晩婚化、未婚化がすすむ日本。しかしいまだに結婚しない男は「わびしい」存在と見られている。ほんとうにそうか。おひとりだからこその気楽さ、楽しさもあるのではないか。noteでの連載「介護幸福論」も好評を博す田端到さんによる、逆襲の「おひとり達人」宣言。

4人に1人の男が生涯未婚

2019年に内閣府から発表された2015年調査の「生涯未婚率」は、男性が23.4%、女性が14.1%だという。生涯未婚率には、統計から算出された「50歳時に一度も結婚したことのない人」の割合が使われる。今や4人に1人となった生涯独身男、これはもう十分な多数派勢力である。

ただ、まだ世間からは「わびしい」存在と見られている。

40代、50代の独身男は、せいぜい『家、ついて行ってイイですか?』に銭湯帰りを捕まり、4足780円のワークマンの靴下が散乱する汚部屋と、増毛剤の効かなかったクレーターのような頭頂部を映されたあげく、物哀しい「レット・イット・ビー」に見送られておしまい、という程度の脚光しか浴びない。

対して、結婚しない女はかっこいい。

家庭を持つよりも自分のやりたいことを優先して生きているアラフォーやアラフィフの女性は、時代の先端を走る存在としてメディアで特集され、頬に手を当てながら生き方を語る。それが求められている。

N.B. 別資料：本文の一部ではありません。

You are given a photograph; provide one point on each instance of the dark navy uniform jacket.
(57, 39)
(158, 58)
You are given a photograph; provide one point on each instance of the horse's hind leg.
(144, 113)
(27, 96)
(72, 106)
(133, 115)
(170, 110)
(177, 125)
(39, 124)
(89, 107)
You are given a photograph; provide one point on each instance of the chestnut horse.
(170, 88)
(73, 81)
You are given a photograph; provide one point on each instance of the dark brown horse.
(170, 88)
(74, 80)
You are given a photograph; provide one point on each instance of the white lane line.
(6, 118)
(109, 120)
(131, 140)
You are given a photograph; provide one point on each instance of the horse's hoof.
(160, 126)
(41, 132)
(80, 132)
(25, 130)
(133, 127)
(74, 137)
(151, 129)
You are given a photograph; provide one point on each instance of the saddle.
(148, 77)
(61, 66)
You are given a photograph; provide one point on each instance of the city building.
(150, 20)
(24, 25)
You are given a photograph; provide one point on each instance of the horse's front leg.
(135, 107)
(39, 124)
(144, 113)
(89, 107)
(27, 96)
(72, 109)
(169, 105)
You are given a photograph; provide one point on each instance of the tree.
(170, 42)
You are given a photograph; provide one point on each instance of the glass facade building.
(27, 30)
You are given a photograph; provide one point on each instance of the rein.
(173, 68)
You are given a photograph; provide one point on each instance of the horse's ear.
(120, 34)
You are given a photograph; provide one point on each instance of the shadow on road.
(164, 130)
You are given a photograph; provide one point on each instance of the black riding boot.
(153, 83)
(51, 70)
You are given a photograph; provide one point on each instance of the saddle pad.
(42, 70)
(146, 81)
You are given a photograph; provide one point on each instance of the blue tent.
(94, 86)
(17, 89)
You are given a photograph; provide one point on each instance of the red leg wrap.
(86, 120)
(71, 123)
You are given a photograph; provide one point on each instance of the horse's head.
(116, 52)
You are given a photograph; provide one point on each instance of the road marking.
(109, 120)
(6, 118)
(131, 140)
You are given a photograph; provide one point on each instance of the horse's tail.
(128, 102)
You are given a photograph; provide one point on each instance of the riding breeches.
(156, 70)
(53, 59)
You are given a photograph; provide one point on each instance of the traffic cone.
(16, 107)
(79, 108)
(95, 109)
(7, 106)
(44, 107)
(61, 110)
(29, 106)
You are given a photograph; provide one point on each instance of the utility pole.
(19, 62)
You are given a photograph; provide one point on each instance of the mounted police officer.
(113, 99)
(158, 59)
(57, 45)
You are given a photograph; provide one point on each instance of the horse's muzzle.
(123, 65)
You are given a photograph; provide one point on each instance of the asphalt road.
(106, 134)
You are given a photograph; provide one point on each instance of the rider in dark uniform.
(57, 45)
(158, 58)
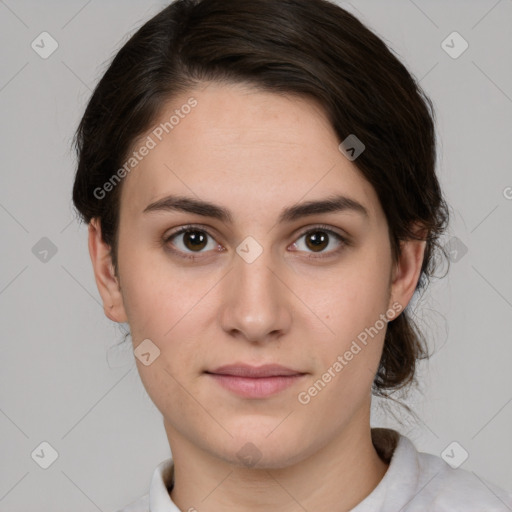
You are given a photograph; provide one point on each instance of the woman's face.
(259, 289)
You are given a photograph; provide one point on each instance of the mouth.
(255, 382)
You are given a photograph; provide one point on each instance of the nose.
(256, 304)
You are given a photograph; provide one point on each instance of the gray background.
(62, 379)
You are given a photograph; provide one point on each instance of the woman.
(259, 183)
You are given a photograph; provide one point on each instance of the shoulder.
(442, 488)
(139, 505)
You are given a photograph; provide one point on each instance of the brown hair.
(306, 47)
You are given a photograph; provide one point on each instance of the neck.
(337, 476)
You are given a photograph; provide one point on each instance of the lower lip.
(251, 387)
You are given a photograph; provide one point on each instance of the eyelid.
(344, 239)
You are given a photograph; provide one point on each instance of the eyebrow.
(332, 204)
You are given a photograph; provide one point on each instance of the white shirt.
(414, 482)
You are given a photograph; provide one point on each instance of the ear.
(106, 281)
(407, 270)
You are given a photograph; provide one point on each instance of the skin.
(255, 152)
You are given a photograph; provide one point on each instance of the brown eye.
(317, 240)
(194, 240)
(189, 241)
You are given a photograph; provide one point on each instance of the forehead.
(244, 146)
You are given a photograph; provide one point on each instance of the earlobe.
(106, 280)
(407, 271)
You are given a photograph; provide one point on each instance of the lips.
(243, 370)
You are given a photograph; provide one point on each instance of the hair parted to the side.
(307, 47)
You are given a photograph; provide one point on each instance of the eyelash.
(344, 241)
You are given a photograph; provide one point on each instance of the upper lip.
(244, 370)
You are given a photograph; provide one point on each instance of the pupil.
(194, 239)
(317, 241)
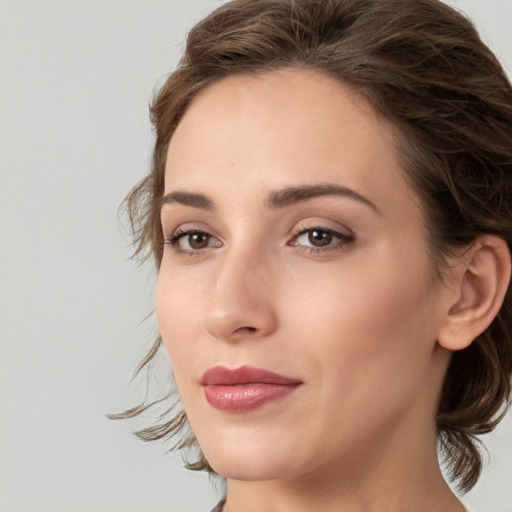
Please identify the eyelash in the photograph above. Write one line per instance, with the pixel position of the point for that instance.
(343, 242)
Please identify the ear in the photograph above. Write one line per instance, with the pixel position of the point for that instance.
(479, 282)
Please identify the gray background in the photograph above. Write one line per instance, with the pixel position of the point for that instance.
(76, 77)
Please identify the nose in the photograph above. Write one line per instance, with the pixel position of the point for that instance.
(241, 305)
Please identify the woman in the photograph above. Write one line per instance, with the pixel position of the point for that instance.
(329, 211)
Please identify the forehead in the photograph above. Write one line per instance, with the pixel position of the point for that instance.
(282, 128)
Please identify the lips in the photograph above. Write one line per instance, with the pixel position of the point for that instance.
(245, 388)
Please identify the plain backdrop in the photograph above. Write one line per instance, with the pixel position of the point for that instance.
(76, 77)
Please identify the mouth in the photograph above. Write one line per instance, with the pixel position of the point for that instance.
(245, 388)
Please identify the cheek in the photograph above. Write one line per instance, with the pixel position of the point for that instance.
(364, 316)
(178, 313)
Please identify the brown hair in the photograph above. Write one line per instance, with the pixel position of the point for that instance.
(423, 66)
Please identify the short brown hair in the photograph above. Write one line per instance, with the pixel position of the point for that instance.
(423, 66)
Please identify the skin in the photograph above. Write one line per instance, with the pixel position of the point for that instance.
(356, 321)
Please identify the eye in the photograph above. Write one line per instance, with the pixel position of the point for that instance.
(192, 240)
(319, 238)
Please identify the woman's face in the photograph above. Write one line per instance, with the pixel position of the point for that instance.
(295, 296)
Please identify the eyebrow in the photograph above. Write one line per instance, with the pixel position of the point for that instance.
(191, 199)
(293, 195)
(276, 199)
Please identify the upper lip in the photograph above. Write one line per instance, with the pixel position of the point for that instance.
(220, 375)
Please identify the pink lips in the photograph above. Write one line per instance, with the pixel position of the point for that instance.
(245, 388)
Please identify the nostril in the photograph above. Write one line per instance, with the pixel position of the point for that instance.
(247, 329)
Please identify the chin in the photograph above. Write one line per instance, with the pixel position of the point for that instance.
(248, 463)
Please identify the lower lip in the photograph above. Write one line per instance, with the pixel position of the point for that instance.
(245, 397)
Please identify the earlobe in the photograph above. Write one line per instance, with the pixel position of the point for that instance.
(481, 284)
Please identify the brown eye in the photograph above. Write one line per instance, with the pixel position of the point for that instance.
(319, 237)
(196, 240)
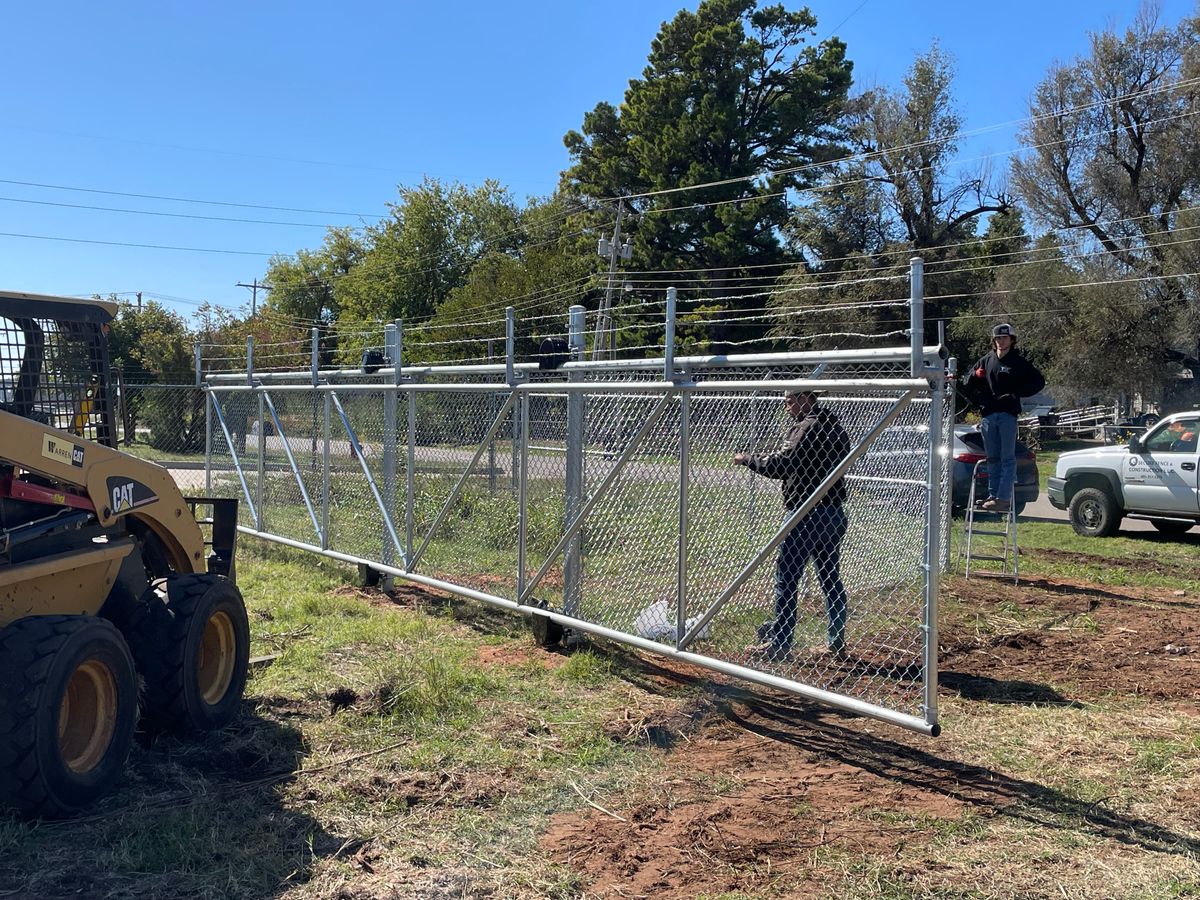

なぜ、こんなに落差があるのか? それは「結婚しない女性」は、自らそのポジションを選び取った力強さがあるのに、「結婚しない男性」は望みかなわず、そのポジションに落ちこぼれてしまったという残念な誤解があるからだ。また、すでに女性の側では一度論争が起きて、結婚しない女性の価値観が認められたからでもある。